Mit stummem Zorn blickte Arnold um sich, furchtlos forschte er nach dem Rufer, und in seiner Nähe kuschten die Murmler. Ruhig setzte er dann seinen Weg fort, aber er fühlte sich stärker, und als ein Schauer durchrann ihn die Vorahnung von Kampf.

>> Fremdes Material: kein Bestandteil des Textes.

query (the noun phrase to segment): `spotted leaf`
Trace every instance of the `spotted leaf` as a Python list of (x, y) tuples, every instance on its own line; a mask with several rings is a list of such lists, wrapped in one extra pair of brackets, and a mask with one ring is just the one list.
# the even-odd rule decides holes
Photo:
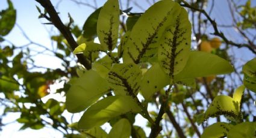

Frau Ansorge verbrachte eine schlimme Nacht. Arnold, der um neun Uhr das Lager aufgesucht hatte, fuhr um Mitternacht aus dem Schlaf und wachte bis zum Morgen an Ursulas Seite. Die Kranke sprach nicht; wenn sie die Augen aufschlug, lächelte sie gezwungen; dann kamen Stunden, in denen sie unaufhörlich stöhnte und sich auf der niedrigen Matratze wälzte, Ursula murmelte Gebete aus einem Buch, Arnold saß mit gesenktem Kopf, die Augen bald gegen das Licht, bald gegen die Finsternis gewandt. Gegen zehn Uhr morgens kam der Doktor, um den Arzt aus Wien zu erwarten, der mit dem Frühschnellzug eintreffen mußte. Von der Station aus war noch ein tüchtiges Stück Weg, aber schon kurz nach elf kam eine Landkutsche mit zwei Insassen angefahren. Arnold trat in den Hof, die Herren zu begrüßen. Den Bruder der Mutter erkannte er sofort, obwohl er ihn seit den Kinderjahren nicht gesehen hatte. Borromeo reichte seinem Neffen die Hand, betrachtete ihn mit einem kühl-kritischen Blick, stellte den Arzt vor, einen eleganten, noch jungen Mann, und alle drei gingen zum Krankenbett. Frau Ansorge hatte kaum ihren Bruder und den Fremden erblickt, so schien es, als schüttle sie Fieber und Fieberbilder mit gewaltiger Anstrengung von sich ab. Ihre Erinnerung erhielt hundert Brücken. Als sie Friedrich zum letztenmal gesehen hatte, war all ihr früheres Leben und Fühlen ins Herz getroffen worden. Die dazwischenliegenden Jahre stürzten zusammen, und die Schmerzen, in denen sie jetzt gefangen war, verbanden sich mit jenen halbvergessenen.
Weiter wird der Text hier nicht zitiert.